Home Culture Keep It Kosher – What Does That Mean?

Keep It Kosher – What Does That Mean?

by Touchpoint Israel

“Kosher” is an adjective (“Kashrut” is the noun) used to describe food that is “fit” or “clean” or, in other words, prepared and served according to Judaism’s 3,000-year-old dietary laws. The complete list of kosher foods is found in the book of Leviticus.

However, in general, kashrut prohibits the eating of pork and shellfish, or the mixing of meat ingredients with dairy ingredients (It’s more complicated than that, but these are the basic nuts and bolts).

This means that certain foods that are common for Americans would not be found on a kosher menu – things like cheeseburgers or pepperoni pizza. However, Israel is a land of almost limitless cuisines and the food is nothing short of spectacular.

An interesting aspect of “keeping kosher” is that the pots, pans, and dishes that have come into contact with meat may not be used with dairy, and vice versa.

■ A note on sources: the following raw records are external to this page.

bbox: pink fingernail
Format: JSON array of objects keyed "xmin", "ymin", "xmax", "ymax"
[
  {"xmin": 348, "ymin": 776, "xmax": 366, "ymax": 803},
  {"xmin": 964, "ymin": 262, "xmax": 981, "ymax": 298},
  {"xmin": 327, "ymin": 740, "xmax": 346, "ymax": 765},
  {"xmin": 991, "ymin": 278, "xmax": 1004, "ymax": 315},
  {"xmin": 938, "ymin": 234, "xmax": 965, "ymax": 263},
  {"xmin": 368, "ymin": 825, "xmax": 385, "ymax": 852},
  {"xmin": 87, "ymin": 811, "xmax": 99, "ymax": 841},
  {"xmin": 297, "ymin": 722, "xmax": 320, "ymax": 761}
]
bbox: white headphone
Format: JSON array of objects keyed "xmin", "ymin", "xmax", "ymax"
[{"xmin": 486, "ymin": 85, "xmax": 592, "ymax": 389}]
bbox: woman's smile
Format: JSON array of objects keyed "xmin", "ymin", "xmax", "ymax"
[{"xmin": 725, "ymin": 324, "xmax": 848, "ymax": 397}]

Utensils that have been used with non-kosher food may not be used with kosher food (this rule applies only where the contact occurred while the food was hot). To ensure this rule is observed, many hotels have separate kitchens for meat meals and dairy meals. And many restaurants serve only one or the other.

Kosher foods are divided in to three categories: Meat, Dairy, and Pareve. Pareve are foods that are neither meat nor dairy and can be served at any time.

Breakfast is typically a diary meal and will consist of milk, butter, yogurt, cheese, along with pareve items like breads and baked goods, vegetables, fruits, salads, eggs, and fish (yes, fish is usually on the breakfast buffet).

Dinner is a meat meal and may include beef, chicken, lamb, or fish and a vast array of salads, vegetables, fruits, pasta, and non-dairy desserts.

Lunch can be either a meat meal or a dairy meal, depending on what you choose.

Many Israelis observe kashrut – or some version of it. Almost every hotel in Israel is kosher (so that anyone can eat or stay there), but the majority of Israeli restaurants are not kosher. Restaurants that are kosher display a Kashrut Certificate; kosher restaurants usually close after lunch on Friday and don’t reopen until late Saturday night, or noon on Sunday.